Not that it would ever be in the cards for the Foleys. His dad had been killed by a drunk driver when Chance was twelve, and his mother was newly recovered from a bout with cancer that had dumped the family into medical debt they weren’t likely to ever crawl out from under. But Chance didn’t care about the money. He was just glad his mom was okay. Hell, if he had to work his part-time job at the boatyard for the rest of his life to help pay off her medical bills, he would.
“Mrs. Barclay is such a weirdo,” Logan said.
“I think she’s nice,” Chance told him. “Not many rich old ladies would invite a bunch of fifteen-year-olds to a house like this.”
Then again, Chance and his friends—and all the other fifteen-year-olds at the party tonight—weren’t just any fifteen-year-olds. They’d all been born the last year Bob came around. In Endicott, you didn’t get much more prestige than being born in a year of the comet. Too bad it didn’t bring riches, too.
It could, though. Maybe. A lot of folklore had risen up around Comet Bob over the years. Like the bit about making wishes. Legend had it that if someone in Endicott was born in a year of the comet, and if that person made a wish when Bob came back, then that wish would come true when Bob returned next time. So late last night, when the comet was directly overhead, Chance had sent his wish skyward—a wish for a million dollars. He didn’t care if it took fifteen years for it to come true. His mom would have barely made a dent in her medical bills by then. A million bucks, he was sure, could pay off whatever was left. Then he and his mom and his brother could put the whole terrible ordeal of her illness behind them forever.
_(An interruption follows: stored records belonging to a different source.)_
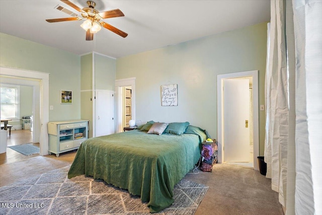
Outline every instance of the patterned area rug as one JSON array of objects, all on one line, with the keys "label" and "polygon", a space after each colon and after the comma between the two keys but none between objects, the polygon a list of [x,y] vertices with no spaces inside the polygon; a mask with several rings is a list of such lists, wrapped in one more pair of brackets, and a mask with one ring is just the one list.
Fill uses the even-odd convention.
[{"label": "patterned area rug", "polygon": [[13,146],[12,147],[8,147],[8,148],[27,156],[39,153],[39,148],[33,145],[32,144]]},{"label": "patterned area rug", "polygon": [[[69,167],[0,187],[0,214],[150,214],[147,203],[126,190],[84,175],[68,179]],[[194,214],[208,189],[183,179],[174,187],[174,203],[154,214]]]}]

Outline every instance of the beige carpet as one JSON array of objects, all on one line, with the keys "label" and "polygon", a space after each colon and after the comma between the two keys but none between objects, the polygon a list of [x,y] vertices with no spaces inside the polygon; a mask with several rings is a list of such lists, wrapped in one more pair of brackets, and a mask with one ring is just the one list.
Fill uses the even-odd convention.
[{"label": "beige carpet", "polygon": [[[147,202],[139,196],[91,177],[68,179],[69,169],[67,166],[0,187],[0,214],[150,213]],[[174,203],[155,214],[193,215],[208,189],[183,179],[175,186]]]},{"label": "beige carpet", "polygon": [[[59,157],[38,156],[0,165],[0,186],[66,166],[75,153]],[[204,214],[283,214],[278,194],[272,190],[271,180],[252,169],[229,164],[216,164],[212,173],[187,174],[189,181],[209,186],[196,211]]]}]

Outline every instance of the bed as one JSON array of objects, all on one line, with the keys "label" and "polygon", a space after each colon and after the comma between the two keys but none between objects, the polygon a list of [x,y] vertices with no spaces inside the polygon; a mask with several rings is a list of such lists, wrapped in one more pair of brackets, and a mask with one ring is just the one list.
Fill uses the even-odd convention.
[{"label": "bed", "polygon": [[103,179],[140,196],[151,212],[158,212],[173,203],[174,185],[198,162],[207,137],[198,127],[185,130],[155,135],[135,129],[89,138],[78,149],[68,177]]}]

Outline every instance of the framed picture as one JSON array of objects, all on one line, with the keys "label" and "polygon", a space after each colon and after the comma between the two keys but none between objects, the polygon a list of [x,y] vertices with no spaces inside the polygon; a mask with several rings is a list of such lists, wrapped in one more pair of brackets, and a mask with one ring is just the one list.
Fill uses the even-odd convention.
[{"label": "framed picture", "polygon": [[69,90],[60,91],[60,104],[72,104],[72,92]]},{"label": "framed picture", "polygon": [[178,106],[178,85],[161,86],[161,105],[163,106]]}]

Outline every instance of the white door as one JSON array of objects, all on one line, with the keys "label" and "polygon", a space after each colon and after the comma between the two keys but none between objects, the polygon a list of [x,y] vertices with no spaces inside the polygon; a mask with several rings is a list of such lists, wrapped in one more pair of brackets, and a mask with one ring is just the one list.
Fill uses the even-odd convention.
[{"label": "white door", "polygon": [[249,80],[224,80],[223,97],[224,161],[249,162]]},{"label": "white door", "polygon": [[98,91],[96,94],[96,136],[114,133],[114,95]]}]

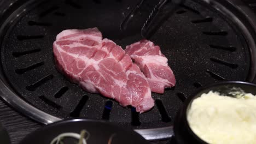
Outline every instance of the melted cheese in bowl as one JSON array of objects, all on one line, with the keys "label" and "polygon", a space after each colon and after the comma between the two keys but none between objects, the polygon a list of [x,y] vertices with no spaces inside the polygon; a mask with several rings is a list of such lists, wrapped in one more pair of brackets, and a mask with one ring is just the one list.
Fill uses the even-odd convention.
[{"label": "melted cheese in bowl", "polygon": [[256,97],[251,93],[237,98],[203,94],[192,102],[187,119],[209,143],[256,143]]}]

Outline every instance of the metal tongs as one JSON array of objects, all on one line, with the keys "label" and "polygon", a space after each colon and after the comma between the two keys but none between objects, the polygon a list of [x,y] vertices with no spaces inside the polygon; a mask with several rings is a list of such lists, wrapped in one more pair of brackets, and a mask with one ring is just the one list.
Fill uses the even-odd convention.
[{"label": "metal tongs", "polygon": [[[152,25],[160,14],[159,12],[168,1],[171,1],[170,2],[172,3],[172,7],[171,8],[171,9],[169,9],[168,11],[171,11],[171,13],[173,13],[178,7],[179,5],[184,3],[185,0],[160,0],[159,2],[155,6],[155,7],[154,7],[153,9],[148,16],[148,19],[147,19],[147,20],[142,26],[142,28],[141,28],[141,36],[143,38],[147,37],[148,32],[149,32],[150,28],[152,28]],[[169,15],[170,14],[172,14],[169,13]]]},{"label": "metal tongs", "polygon": [[[139,1],[137,5],[121,22],[120,28],[122,31],[124,31],[126,29],[128,23],[131,19],[132,19],[135,14],[137,13],[139,8],[143,4],[144,1],[144,0],[141,0]],[[153,28],[152,24],[154,23],[156,19],[157,19],[156,18],[159,16],[160,13],[159,12],[167,3],[171,3],[170,4],[171,7],[168,9],[168,11],[171,11],[171,14],[169,13],[168,14],[170,15],[170,14],[172,14],[171,13],[174,13],[174,10],[178,7],[179,5],[183,3],[184,1],[185,1],[185,0],[160,0],[158,3],[154,7],[145,23],[143,25],[141,28],[141,36],[144,38],[147,37],[147,33],[150,28]]]}]

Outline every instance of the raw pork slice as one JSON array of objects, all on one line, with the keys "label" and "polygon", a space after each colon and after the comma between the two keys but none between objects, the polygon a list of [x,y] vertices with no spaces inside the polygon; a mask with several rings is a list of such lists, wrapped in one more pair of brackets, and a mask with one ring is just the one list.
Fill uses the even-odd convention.
[{"label": "raw pork slice", "polygon": [[125,51],[113,41],[102,40],[96,28],[68,29],[53,44],[57,69],[72,82],[91,93],[131,105],[140,113],[154,106],[149,84]]},{"label": "raw pork slice", "polygon": [[159,46],[142,40],[127,46],[125,51],[139,67],[152,92],[164,93],[165,88],[175,85],[175,76]]}]

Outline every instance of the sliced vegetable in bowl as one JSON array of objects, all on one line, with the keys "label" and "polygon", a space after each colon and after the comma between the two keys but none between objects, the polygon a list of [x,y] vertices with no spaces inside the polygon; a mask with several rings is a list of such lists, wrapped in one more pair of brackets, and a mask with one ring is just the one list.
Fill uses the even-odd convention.
[{"label": "sliced vegetable in bowl", "polygon": [[43,127],[28,135],[20,144],[149,143],[131,128],[107,121],[72,119]]}]

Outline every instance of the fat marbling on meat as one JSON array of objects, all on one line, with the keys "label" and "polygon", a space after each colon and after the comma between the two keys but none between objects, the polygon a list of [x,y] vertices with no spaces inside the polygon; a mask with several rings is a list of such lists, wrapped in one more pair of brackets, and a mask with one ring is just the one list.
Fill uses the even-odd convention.
[{"label": "fat marbling on meat", "polygon": [[70,81],[91,93],[114,99],[140,113],[154,101],[143,74],[119,46],[102,39],[97,28],[67,29],[53,44],[57,69]]},{"label": "fat marbling on meat", "polygon": [[142,40],[127,46],[125,51],[139,67],[152,92],[164,93],[165,88],[175,85],[175,76],[159,46],[149,40]]}]

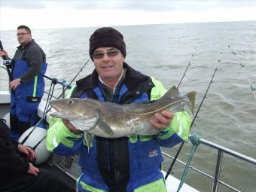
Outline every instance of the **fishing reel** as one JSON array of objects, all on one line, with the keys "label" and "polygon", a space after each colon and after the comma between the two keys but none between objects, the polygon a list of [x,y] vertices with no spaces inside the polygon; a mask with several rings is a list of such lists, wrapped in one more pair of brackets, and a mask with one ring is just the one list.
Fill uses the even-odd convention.
[{"label": "fishing reel", "polygon": [[10,66],[11,65],[11,62],[12,62],[12,60],[11,59],[9,59],[9,60],[4,60],[3,61],[3,64],[5,66]]}]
“Hey, did you guys make a wish last night?” he asked his friends. “I did.”
His friends exchanged an anxious glance.
“Um, yeah. Okay. I guess I did, too,” Felix confessed.
Max exhaled a defeated sound. “All right. Fine. I did, too.”
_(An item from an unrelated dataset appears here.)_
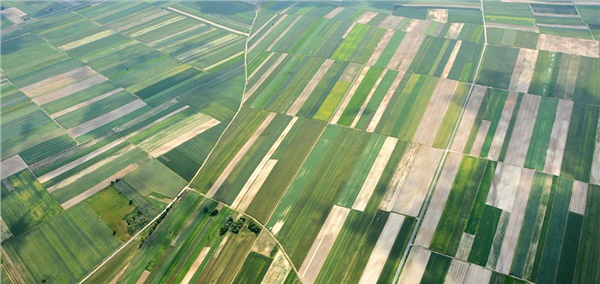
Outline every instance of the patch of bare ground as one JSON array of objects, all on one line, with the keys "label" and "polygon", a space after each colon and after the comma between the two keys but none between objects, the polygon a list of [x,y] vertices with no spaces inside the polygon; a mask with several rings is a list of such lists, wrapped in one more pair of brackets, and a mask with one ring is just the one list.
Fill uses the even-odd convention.
[{"label": "patch of bare ground", "polygon": [[[548,143],[548,151],[546,152],[546,162],[544,164],[544,172],[546,173],[552,175],[560,174],[565,147],[567,145],[566,134],[569,131],[572,113],[572,101],[558,100],[556,116],[554,118],[554,124],[552,125],[552,132],[550,134],[550,142]],[[598,141],[598,139],[596,139],[596,141]],[[598,149],[598,147],[598,143],[596,143],[596,149]],[[596,152],[597,151],[594,152],[594,155],[597,155]],[[597,165],[597,162],[594,164]],[[594,169],[594,166],[592,166],[592,169]],[[592,183],[595,181],[595,177],[598,177],[598,175],[594,175],[594,170],[592,170]]]},{"label": "patch of bare ground", "polygon": [[529,149],[529,143],[531,142],[531,136],[533,135],[533,128],[535,126],[535,119],[537,112],[540,107],[542,97],[534,96],[529,94],[523,95],[521,107],[517,115],[517,121],[513,128],[513,132],[508,143],[508,150],[506,151],[506,157],[504,158],[505,163],[522,167],[525,164],[525,158],[527,158],[527,150]]},{"label": "patch of bare ground", "polygon": [[381,121],[381,118],[383,117],[383,114],[384,114],[385,110],[387,109],[388,104],[392,100],[392,97],[394,96],[394,92],[396,92],[396,89],[398,89],[398,85],[400,85],[400,82],[402,81],[404,74],[405,74],[404,72],[399,72],[398,76],[396,76],[396,78],[392,82],[392,85],[390,86],[388,91],[385,93],[383,100],[377,107],[377,110],[375,111],[373,118],[369,122],[369,126],[367,127],[368,132],[374,132],[375,129],[377,128],[377,125],[379,124],[379,121]]},{"label": "patch of bare ground", "polygon": [[317,279],[349,213],[350,209],[336,205],[329,212],[327,220],[325,220],[323,227],[321,227],[317,238],[313,242],[298,271],[300,279],[304,283],[312,284]]},{"label": "patch of bare ground", "polygon": [[496,127],[496,133],[492,139],[492,145],[488,152],[488,159],[497,161],[500,157],[500,151],[502,150],[502,144],[504,144],[504,138],[506,137],[506,131],[508,131],[508,124],[512,118],[515,105],[517,103],[518,93],[509,92],[506,101],[504,102],[504,109],[500,115],[500,121]]},{"label": "patch of bare ground", "polygon": [[[405,217],[400,214],[391,213],[385,222],[383,230],[375,243],[375,247],[371,252],[371,256],[365,265],[365,270],[360,277],[359,283],[372,283],[375,279],[379,279],[381,271],[385,266],[385,262],[392,251],[396,237],[402,228]],[[365,256],[366,257],[366,256]]]},{"label": "patch of bare ground", "polygon": [[369,69],[370,69],[369,66],[363,67],[363,69],[358,74],[358,77],[356,77],[354,82],[352,82],[352,86],[350,86],[350,90],[348,90],[348,92],[344,95],[342,102],[340,103],[340,105],[336,109],[335,113],[333,114],[333,117],[331,118],[331,121],[330,121],[331,124],[337,124],[338,120],[340,119],[340,117],[342,116],[344,111],[346,110],[346,107],[350,103],[350,100],[352,100],[352,96],[354,96],[354,93],[356,93],[358,86],[360,86],[360,83],[362,83],[362,80],[367,75],[367,72],[369,71]]},{"label": "patch of bare ground", "polygon": [[404,180],[408,175],[408,170],[412,166],[419,148],[420,145],[417,143],[410,143],[408,145],[408,148],[404,152],[400,163],[398,163],[398,166],[396,167],[396,171],[392,176],[392,180],[388,185],[385,195],[379,204],[379,209],[384,211],[392,210],[392,207],[396,203],[396,199],[398,199],[398,194],[400,194],[399,188],[404,183]]},{"label": "patch of bare ground", "polygon": [[352,209],[363,211],[365,207],[367,207],[367,203],[371,199],[371,195],[375,191],[375,186],[379,182],[379,178],[387,165],[388,160],[392,156],[392,152],[396,147],[396,143],[398,142],[397,138],[387,137],[381,150],[379,150],[379,154],[375,159],[375,163],[371,166],[371,170],[369,171],[369,175],[367,179],[362,185],[354,204],[352,205]]},{"label": "patch of bare ground", "polygon": [[458,87],[458,81],[439,79],[412,141],[429,146],[433,145],[456,87]]},{"label": "patch of bare ground", "polygon": [[221,173],[219,178],[215,181],[213,186],[210,188],[210,190],[208,191],[206,196],[208,196],[210,198],[210,197],[214,196],[215,193],[217,193],[219,188],[221,188],[221,185],[223,185],[223,182],[225,182],[225,180],[229,177],[229,174],[231,173],[231,171],[233,171],[235,166],[237,166],[237,164],[240,162],[242,157],[244,157],[246,152],[248,152],[250,147],[252,147],[252,145],[254,145],[254,142],[256,142],[256,139],[258,139],[258,137],[260,137],[262,132],[267,128],[267,126],[269,126],[269,124],[275,118],[276,115],[277,115],[276,113],[270,113],[269,116],[267,116],[267,118],[265,118],[265,120],[258,127],[258,129],[256,129],[254,134],[252,134],[252,136],[250,136],[250,138],[248,139],[248,141],[246,141],[244,146],[242,146],[242,148],[238,151],[238,153],[229,162],[229,164],[223,170],[223,172]]},{"label": "patch of bare ground", "polygon": [[533,183],[534,173],[534,170],[529,169],[523,169],[521,171],[521,179],[517,188],[515,202],[512,211],[510,212],[508,226],[504,233],[504,240],[502,241],[502,248],[500,249],[500,256],[498,257],[498,264],[496,265],[496,269],[505,274],[509,273],[512,259],[515,255],[517,240],[521,233],[521,226],[523,225],[523,218],[525,217],[525,208],[527,207],[527,200],[529,199],[529,192],[531,184]]},{"label": "patch of bare ground", "polygon": [[415,245],[428,248],[431,244],[433,234],[435,233],[435,229],[440,222],[442,212],[446,206],[446,201],[450,195],[452,184],[454,183],[454,179],[458,173],[461,160],[462,154],[455,152],[448,153],[446,162],[444,164],[444,169],[442,170],[442,173],[437,181],[429,206],[427,207],[428,209],[423,217],[421,227],[419,228],[419,233],[415,238]]},{"label": "patch of bare ground", "polygon": [[486,204],[511,212],[517,195],[523,169],[505,163],[498,163]]},{"label": "patch of bare ground", "polygon": [[443,152],[444,150],[425,145],[419,148],[415,161],[398,190],[398,198],[392,211],[409,216],[419,214]]}]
“Wishes?” Logan asked incredulously. “You guys actually made wishes when Bob passed overhead?”
“Shh,” Max shot back. “Will you please keep it down? The wishes may not come true if other people hear, even if we were all born in the last year of the comet.”
Logan shook his head at the three younger guys. “Incredible. Just what the hell did you wish for?”
Max dropped his glance to his lap. “I wished Marcy Hanlon would see me as something other than the lawn boy.”
Chance bit back a smile. The worst-kept secret at Endicott High School was Max’s unrequited love for Marcy, whose family was so rich and so much higher on the social ladder than practically anyone in Indiana he might as well have been pining for a Greek goddess. Good luck filling that wish, Bob.
“I wished for a million dollars,” Chance offered readily. He didn’t care if anyone knew what he wished for. It was a legit request.
Felix added, “And I wished that, just once, something interesting would happen in this town.”
Oh, sure. That was even less likely to happen than Marcy Hanlon seeing Max as something other than the lawn boy. Comet festivals aside, nothing interesting ever happened in Endicott.
Chance was about to say something else, but a blonde lady at the next table suddenly turned around and smiled at them. “Be careful what you wish for, boys,” she said. She took the hand of the dark-haired man sitting beside her. “Because you know...you might just get it.”
They both smiled as they stood up and walked toward the ballroom exit. For some reason, as he watched them go, Chance couldn’t quite shake the idea that whoever the lady was, she was a comet kid, too, and Bob had done right by her this year and granted her wish.